10.73.3 | $${\nabla}^{4}W+{\lambda}^{2}\frac{{\partial}^{2}W}{{\partial t}^{2}}=0.$$ | ||

See Korenev (2002). On separation of variables into cylindrical coordinates, the Bessel functions ${J}_{n}\left(x\right)$, and modified Bessel functions ${I}_{n}\left(x\right)$ and ${K}_{n}\left(x\right)$, all appear.

The functions ${\mathsf{j}}_{n}\left(x\right)$, ${\mathsf{y}}_{n}\left(x\right)$, ${\mathsf{h}}_{n}^{(1)}\left(x\right)$, and ${\mathsf{h}}_{n}^{(2)}\left(x\right)$ arise in the solution (again by separation of variables) of the Helmholtz equation in spherical coordinates $\rho ,\theta ,\varphi $ (§1.5(ii)):

10.73.4 | $$({\nabla}^{2}+{k}^{2})f=\frac{1}{{\rho}^{2}}\frac{\partial}{\partial \rho}\left({\rho}^{2}\frac{\partial f}{\partial \rho}\right)+\frac{1}{{\rho}^{2}\mathrm{sin}\theta}\frac{\partial}{\partial \theta}\left(\mathrm{sin}\theta \frac{\partial f}{\partial \theta}\right)+\frac{1}{{\rho}^{2}{\mathrm{sin}}^{2}\theta}\frac{{\partial}^{2}f}{{\partial \varphi}^{2}}+{k}^{2}f.$$ | ||

With the spherical harmonic ${Y}_{\mathrm{\ell},m}\left(\theta ,\varphi \right)$ defined as in §14.30(i), the solutions are of the form $f={g}_{\mathrm{\ell}}(k\rho ){Y}_{\mathrm{\ell},m}\left(\theta ,\varphi \right)$ with ${g}_{\mathrm{\ell}}={\mathsf{j}}_{\mathrm{\ell}}$, ${\mathsf{y}}_{\mathrm{\ell}}$, ${\mathsf{h}}_{\mathrm{\ell}}^{(1)}$, or ${\mathsf{h}}_{\mathrm{\ell}}^{(2)}$, depending on the boundary conditions.
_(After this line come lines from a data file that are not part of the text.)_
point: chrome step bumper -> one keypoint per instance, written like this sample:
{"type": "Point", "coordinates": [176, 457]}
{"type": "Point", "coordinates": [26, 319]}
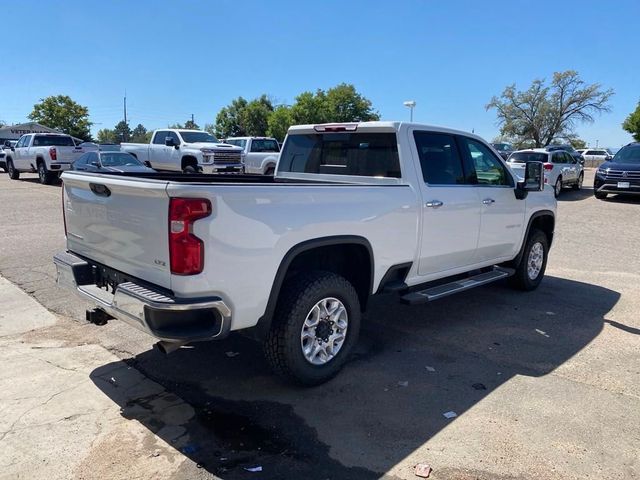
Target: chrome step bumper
{"type": "Point", "coordinates": [146, 308]}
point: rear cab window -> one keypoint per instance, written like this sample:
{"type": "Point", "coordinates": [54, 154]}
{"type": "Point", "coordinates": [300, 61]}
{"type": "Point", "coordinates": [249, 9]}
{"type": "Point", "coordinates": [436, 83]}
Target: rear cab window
{"type": "Point", "coordinates": [363, 154]}
{"type": "Point", "coordinates": [53, 141]}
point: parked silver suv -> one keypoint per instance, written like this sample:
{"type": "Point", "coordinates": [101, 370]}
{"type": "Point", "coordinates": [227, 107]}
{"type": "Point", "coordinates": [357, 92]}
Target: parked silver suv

Accordingly, the spherical Bessel functions appear in all problems in three dimensions with spherical symmetry involving the scattering of electromagnetic radiation. See Jackson (1999, Chapter 9, §9.6), Bayvel and Jones (1981, Chapter 1, §1.5.1), and Konopinski (1981, Chapter 9, §9.1). In quantum mechanics the spherical Bessel functions arise in the solution of the Schrödinger wave equation for a particle in a central potential. See Messiah (1961, Chapter IX, §§7–10).

The analysis of the current distribution in circular conductors leads to the Kelvin functions $\mathrm{ber}x$, $\mathrm{bei}x$, $\mathrm{ker}x$, and $\mathrm{kei}x$. See Relton (1965, Chapter X, §§10.2, 10.3), Bowman (1958, Chapter III, §§51–53), McLachlan (1961, Chapters VIII and IX), and Russell (1909). The McLachlan reference also includes other applications of Kelvin functions.

For applications of the Rayleigh function ${\sigma}_{n}\left(\nu \right)$ (§10.21(xiii)) to problems of heat conduction and diffusion in liquids see Kapitsa (1951a).